Y así seguí por Venezuela, por el Orinoco, hasta ese Caribe caliente que me mantuvo en suspensión vagando sin mucho rumbo por todo Venezuela y el norte de Colombia.



Cruzando el Orinoco.

Puerto Ordaz

Isla Margarita

Isla de coche- Venezuela.

Puerto escondido- Cepe, Venezuela.




Recién me echaban de Colombia por caerle mal a una vieja de migraciones que no quiso darme unos días más a mi visa de turista. 
Allá dos alemanes me hicieron  despertar todo eso que había vivido en esos meses en la selva. Averiguando encontré que Ecuador tenia mucha historia sobre el ayahuasca, que aún hay comunidades no contactadas por occidente. Me fui con los alemanes al oriente de quito en busca de algún Chaman. Allá, cerca de Tena, en la puertas de la amazonia Ecuatoriana, di con un viejo que decía tener buena ayahuasca. Como estaban los alemanes que poca pinta de pobre tenían el chaman no perdió la oportunidad de pedirnos un poco de plata. Yo no tenía un peso y los alemanes pagaron por mí.







Todo lenguaje es un alfabeto de símbolos cuyo ejercicio presupone un pasado que los interlocutores comparten; la enumeración, siquiera parcial, de un conjunto infinito. En ese instante gigantesco, he visto millones de actos deleitables o atroces; ninguno me asombró como el hecho de que todos ocuparan el mismo punto, sin superposición y sin transparencia. Lo que vieron mis ojos fue simultáneo: lo que transcribiré, sucesivo, porque el lenguaje lo es. Algo, sin embargo, recogeré.
                                                                                      J.L. Borges.
 
 
En Culla Loma, no muy lejos de Tena y de misahuallí, a orillas del Río Napo.

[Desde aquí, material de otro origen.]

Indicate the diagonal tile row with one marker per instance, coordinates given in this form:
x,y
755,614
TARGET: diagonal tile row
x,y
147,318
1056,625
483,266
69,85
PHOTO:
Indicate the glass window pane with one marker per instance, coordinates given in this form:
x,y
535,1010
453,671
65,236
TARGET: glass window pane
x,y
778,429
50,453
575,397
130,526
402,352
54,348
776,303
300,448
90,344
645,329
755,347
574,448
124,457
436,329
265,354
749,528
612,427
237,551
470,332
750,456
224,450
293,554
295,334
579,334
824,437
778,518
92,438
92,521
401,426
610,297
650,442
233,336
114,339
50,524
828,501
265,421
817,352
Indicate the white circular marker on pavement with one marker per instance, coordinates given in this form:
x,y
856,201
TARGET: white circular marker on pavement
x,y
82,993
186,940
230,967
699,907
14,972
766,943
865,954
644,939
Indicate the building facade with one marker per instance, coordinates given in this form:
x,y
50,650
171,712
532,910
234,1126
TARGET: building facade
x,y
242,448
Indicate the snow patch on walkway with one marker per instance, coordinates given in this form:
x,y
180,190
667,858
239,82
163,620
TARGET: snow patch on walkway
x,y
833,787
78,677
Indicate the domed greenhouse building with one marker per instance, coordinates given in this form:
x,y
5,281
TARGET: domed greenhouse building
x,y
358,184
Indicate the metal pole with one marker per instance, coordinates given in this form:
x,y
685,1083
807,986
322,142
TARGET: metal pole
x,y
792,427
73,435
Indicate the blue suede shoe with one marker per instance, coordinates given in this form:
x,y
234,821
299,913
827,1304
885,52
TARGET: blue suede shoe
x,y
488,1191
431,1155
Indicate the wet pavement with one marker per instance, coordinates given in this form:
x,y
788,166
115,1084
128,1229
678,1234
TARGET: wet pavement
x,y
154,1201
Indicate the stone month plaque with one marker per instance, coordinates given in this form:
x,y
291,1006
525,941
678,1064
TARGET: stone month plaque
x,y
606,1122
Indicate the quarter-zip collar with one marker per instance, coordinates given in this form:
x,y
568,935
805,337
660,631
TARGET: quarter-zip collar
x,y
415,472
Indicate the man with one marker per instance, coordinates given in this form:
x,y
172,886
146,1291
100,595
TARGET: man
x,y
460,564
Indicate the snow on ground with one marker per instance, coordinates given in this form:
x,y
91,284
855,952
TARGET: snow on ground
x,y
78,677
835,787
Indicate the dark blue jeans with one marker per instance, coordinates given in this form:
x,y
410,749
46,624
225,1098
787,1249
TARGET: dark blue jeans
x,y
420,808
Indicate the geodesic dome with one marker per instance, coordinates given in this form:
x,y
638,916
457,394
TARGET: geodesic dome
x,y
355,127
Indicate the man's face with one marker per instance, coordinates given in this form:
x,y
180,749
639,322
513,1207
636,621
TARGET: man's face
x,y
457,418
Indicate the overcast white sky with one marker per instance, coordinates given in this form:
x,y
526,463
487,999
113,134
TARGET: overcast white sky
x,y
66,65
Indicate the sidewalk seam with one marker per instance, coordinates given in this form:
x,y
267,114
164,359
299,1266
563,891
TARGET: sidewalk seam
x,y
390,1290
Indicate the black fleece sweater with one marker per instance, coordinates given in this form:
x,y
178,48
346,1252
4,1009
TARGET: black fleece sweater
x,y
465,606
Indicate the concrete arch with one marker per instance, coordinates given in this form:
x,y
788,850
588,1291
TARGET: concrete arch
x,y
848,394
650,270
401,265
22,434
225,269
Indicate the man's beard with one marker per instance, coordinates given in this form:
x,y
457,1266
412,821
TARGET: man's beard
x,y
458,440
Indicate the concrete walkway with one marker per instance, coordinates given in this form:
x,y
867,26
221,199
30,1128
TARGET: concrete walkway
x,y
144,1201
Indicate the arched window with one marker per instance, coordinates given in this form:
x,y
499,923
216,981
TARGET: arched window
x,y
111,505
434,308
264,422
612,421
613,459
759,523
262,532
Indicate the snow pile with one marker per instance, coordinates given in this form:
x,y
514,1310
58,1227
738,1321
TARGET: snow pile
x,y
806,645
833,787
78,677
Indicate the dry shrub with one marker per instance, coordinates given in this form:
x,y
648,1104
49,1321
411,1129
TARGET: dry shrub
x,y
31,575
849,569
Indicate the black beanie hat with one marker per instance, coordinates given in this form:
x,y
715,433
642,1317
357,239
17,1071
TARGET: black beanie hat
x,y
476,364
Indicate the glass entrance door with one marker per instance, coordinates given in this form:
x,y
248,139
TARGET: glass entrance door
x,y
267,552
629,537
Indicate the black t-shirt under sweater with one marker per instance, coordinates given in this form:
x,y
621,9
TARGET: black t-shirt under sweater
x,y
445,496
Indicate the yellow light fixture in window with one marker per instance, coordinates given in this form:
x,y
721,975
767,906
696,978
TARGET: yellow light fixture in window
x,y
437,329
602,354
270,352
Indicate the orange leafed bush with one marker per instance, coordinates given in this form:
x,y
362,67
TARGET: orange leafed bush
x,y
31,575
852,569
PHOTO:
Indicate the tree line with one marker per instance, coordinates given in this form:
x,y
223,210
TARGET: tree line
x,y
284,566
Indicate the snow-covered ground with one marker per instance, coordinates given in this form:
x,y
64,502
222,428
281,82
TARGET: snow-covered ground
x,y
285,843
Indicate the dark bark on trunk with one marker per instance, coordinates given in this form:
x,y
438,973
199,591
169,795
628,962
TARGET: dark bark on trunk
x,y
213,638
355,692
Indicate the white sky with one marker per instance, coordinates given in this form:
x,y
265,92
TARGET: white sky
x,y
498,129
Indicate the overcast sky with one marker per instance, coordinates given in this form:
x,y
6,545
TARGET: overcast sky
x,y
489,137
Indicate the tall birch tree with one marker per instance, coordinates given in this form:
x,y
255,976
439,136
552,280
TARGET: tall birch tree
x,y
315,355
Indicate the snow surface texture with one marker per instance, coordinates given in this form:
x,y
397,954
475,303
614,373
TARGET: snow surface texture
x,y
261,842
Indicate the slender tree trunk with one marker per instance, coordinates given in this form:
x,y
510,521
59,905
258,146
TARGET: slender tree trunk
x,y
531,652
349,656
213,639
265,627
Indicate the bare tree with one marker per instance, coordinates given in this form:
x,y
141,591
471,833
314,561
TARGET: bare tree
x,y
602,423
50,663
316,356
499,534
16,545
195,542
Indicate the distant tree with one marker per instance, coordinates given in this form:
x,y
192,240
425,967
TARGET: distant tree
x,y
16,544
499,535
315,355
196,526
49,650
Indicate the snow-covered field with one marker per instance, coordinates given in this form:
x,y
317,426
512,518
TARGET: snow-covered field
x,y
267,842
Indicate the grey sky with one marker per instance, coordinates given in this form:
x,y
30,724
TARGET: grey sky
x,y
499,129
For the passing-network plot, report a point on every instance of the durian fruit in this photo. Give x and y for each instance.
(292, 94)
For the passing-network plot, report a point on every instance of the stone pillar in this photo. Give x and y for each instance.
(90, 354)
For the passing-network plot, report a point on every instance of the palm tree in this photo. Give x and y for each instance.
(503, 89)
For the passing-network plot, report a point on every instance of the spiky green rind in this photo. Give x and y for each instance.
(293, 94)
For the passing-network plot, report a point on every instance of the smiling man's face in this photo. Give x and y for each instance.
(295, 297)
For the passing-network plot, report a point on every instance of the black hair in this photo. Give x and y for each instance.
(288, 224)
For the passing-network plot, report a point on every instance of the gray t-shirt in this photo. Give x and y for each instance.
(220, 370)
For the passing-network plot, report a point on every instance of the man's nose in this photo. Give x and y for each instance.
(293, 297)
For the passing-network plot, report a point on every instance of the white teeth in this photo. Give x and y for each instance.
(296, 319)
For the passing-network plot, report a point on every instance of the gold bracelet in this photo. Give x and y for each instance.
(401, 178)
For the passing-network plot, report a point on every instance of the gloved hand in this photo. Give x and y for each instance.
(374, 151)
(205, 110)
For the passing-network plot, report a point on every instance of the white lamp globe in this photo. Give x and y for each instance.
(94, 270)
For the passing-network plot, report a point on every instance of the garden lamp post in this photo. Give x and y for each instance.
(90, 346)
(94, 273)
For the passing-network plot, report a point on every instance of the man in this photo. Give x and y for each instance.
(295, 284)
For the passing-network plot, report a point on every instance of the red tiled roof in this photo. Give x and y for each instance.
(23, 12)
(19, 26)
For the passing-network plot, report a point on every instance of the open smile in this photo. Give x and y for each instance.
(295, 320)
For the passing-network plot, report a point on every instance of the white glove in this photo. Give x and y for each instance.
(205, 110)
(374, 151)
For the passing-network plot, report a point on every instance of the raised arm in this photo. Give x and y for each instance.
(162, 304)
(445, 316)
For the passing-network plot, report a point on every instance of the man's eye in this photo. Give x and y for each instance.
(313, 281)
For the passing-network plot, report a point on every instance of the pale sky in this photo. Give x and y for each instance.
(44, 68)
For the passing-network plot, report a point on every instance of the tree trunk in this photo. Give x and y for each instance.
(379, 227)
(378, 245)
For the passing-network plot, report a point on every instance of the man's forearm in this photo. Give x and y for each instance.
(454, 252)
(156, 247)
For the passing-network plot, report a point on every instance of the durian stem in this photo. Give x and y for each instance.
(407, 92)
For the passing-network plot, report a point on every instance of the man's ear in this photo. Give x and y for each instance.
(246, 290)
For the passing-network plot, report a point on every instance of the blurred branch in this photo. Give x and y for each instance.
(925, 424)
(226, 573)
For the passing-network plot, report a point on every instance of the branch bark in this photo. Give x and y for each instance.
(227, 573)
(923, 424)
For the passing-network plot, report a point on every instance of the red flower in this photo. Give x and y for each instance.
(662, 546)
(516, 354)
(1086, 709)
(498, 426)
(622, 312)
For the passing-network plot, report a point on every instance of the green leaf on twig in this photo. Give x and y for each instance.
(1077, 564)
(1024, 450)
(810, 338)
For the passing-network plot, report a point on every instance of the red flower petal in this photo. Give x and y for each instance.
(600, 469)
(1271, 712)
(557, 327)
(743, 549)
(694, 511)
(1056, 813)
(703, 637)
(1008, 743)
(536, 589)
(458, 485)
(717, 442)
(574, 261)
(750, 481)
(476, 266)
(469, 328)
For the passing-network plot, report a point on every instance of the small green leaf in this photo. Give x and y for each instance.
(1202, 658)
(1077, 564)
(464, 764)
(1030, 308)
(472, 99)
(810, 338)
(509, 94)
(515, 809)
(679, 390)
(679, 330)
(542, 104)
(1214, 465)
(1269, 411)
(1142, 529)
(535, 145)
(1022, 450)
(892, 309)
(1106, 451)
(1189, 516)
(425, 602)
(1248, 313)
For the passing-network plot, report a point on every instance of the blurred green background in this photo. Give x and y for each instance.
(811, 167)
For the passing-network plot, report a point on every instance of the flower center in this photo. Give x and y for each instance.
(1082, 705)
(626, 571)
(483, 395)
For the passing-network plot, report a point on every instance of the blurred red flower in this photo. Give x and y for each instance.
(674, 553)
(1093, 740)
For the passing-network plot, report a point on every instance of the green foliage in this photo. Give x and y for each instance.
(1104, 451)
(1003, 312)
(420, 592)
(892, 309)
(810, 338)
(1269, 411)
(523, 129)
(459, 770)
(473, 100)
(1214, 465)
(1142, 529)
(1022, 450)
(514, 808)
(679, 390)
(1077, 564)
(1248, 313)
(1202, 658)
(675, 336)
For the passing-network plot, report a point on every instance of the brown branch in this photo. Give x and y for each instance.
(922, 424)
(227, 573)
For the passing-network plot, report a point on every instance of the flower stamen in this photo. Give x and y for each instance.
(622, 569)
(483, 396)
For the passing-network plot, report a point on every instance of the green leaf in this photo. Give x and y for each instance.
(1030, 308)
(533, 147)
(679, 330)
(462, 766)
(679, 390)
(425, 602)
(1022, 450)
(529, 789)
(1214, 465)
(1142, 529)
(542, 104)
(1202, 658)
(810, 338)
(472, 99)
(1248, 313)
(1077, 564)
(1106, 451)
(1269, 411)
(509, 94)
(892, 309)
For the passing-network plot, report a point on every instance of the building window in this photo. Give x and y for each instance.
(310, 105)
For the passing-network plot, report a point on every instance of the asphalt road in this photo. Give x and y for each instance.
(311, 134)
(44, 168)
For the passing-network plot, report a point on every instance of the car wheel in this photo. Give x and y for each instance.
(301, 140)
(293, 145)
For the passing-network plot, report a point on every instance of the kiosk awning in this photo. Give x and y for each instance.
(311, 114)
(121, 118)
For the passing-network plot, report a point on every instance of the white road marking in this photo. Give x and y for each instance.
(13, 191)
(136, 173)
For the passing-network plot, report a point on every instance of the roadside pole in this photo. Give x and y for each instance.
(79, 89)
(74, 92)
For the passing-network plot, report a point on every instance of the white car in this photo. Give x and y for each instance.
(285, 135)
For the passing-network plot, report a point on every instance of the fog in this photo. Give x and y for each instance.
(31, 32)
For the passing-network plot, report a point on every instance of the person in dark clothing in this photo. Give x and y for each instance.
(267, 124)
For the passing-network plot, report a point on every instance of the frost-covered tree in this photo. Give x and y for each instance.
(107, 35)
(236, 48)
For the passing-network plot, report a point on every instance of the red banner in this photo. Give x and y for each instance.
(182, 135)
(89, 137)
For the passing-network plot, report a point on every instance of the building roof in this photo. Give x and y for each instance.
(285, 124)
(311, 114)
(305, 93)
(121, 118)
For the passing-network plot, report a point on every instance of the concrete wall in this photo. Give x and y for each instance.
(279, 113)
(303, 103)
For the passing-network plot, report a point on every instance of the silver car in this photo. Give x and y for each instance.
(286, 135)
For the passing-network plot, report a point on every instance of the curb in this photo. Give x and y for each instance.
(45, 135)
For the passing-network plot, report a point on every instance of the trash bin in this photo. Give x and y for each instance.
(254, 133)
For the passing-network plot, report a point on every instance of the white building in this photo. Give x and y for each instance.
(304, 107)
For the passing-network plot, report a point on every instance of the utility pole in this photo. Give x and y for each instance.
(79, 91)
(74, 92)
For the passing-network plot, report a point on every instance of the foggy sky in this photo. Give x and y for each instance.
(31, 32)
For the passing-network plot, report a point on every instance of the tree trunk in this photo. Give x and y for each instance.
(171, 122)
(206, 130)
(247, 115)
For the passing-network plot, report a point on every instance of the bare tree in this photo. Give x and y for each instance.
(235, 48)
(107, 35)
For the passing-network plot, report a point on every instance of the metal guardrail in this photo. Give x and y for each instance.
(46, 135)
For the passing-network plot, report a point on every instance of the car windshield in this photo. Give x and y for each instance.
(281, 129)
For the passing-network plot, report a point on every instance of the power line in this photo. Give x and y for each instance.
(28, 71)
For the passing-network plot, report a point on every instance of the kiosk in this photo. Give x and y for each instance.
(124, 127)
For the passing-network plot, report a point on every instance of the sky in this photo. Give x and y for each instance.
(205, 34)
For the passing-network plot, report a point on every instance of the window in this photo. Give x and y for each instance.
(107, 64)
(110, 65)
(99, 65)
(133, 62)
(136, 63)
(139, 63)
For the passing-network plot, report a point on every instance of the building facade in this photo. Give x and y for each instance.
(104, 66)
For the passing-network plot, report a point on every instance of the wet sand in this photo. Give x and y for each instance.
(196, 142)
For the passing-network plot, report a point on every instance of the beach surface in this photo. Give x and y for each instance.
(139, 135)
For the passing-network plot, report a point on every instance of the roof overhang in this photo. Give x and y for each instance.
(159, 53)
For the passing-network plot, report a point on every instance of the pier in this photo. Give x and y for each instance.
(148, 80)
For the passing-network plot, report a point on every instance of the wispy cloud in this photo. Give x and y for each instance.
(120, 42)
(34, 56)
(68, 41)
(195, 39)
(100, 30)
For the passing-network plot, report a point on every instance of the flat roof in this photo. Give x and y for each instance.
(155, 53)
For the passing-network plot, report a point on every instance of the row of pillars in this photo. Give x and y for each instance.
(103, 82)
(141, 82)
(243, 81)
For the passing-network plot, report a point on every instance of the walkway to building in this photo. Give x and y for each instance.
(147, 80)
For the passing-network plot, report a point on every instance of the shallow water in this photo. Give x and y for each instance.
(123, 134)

Después de un día de dieta total, de meditación y de macerar y cocinar el ayahuasca y la hoja de chala en leña todo estaba listo. Eran las 9 de la noche en la mitad del mundo, el kuraka Don Luis que nos guiaba el viaje ya no era un campesino común que le gustaba la plata, su torso desnudo dejaba brillar los collares que de sus antepasados había heredado, sus más mínimos movimientos hacían sonar en percusión  los colgantes de dientes de jaguar. Su actitud era como de quien posee la magia de la naturaleza y en sus manos la sugestión de varias personas, entre ellas nosotros ahí presentes.
Cantó, bebió, luego bebí yo, después mis dos amigos y por último una niña que nadie había visto en esa tarde, pero que allí estaba ahora. Los cantos quichuas siguieron.
De repente yo estaba al frente del chaman sentado, sin remera y mientras cantaba me escupía el cuerpo, la cara, la cabeza con una especie de licor que olía tan fuerte cómo un  perfume barato, me golpeaba con un plumero de hojas como quien limpia una pared. El lugar era una especie de quincho de madera y de caña, dónde la noche entraba en forma de luz por las aberturas.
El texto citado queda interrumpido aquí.